Los Angeles' year-round cruising business appears to be sinking following announcements that two companies have reassigned Mexico-bound ships that used to call San Pedro home.
Royal Caribbean International's Mariner of the Seas, one of the largest passenger ships that had served the West Coast, departed San Pedro earlier this year for more lucrative trips out of Europe and Galveston, Texas, according to the Daily Breeze.
Earlier this month, Norwegian Cruise Lines reassigned the Norwegian Star from Los Angeles to Tampa, Fla., and seasonal cruises wrapped up with the Golden Princess' final trip to Hawaii.
"We're really at the mercy of how people perceive Mexico as a whole, even if the port cities aren't reporting any problems," Chris Chase, the manager of business development for the Port of Los Angeles, told the Breeze. "We're hoping the market will quickly turn around and show a new interest in Mexico."
About 605,000 travelers are expected to board ships for 150 cruises out of Los Angeles this year, less than half of the 1.22 million passengers in 2005, the port's busiest year on record.
The outlook for 2012 is bleaker, with 450,000 passengers and 105 cruises projected.
Cargo vessels generate most of the revenue in Los Angeles, but cruise ships account for 2-3 percent of the port's income.
"It's going to take some time to recover, because our planning runs two to three years in advance," Chase said. "We're really trying to reach out and show that Mexico is still a great place to go for a vacation."
Two cruise ships are due in port over next two weeks, as a part of worldwide voyages.

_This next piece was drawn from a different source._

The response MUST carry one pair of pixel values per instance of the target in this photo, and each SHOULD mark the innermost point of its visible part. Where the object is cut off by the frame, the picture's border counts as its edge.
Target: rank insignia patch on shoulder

But after that, the cruise ship terminal will be empty through August, when another two ships will make one-time visits to Los Angeles, the Daily Breeze reported. In the last week of September, the Carnival Spirit is due to arrive, along with the Disney Wonder and Princess Cruises.
"Unfortunately, the cruise lines make more money by offering trips to Europe and Alaska," Chase said. "People come to Los Angeles looking for a desire to visit destinations with warm water, which leads us to Mexico."
Overall, the cruise business is growing in North America, with 16 million passengers expected this year -- a 1 million increase over 2010, according to the Cruise Lines International Association.
Business at the Port of Long Beach, home to two Carnival ships, is expected to remain steady over the summer.
Since 2009, the port has logged about 390,000 passengers and 150 cruises to Mexico annually, and those figures should hold through 2012, Carnival spokesman Vance Gulliksen told the Daily Breeze.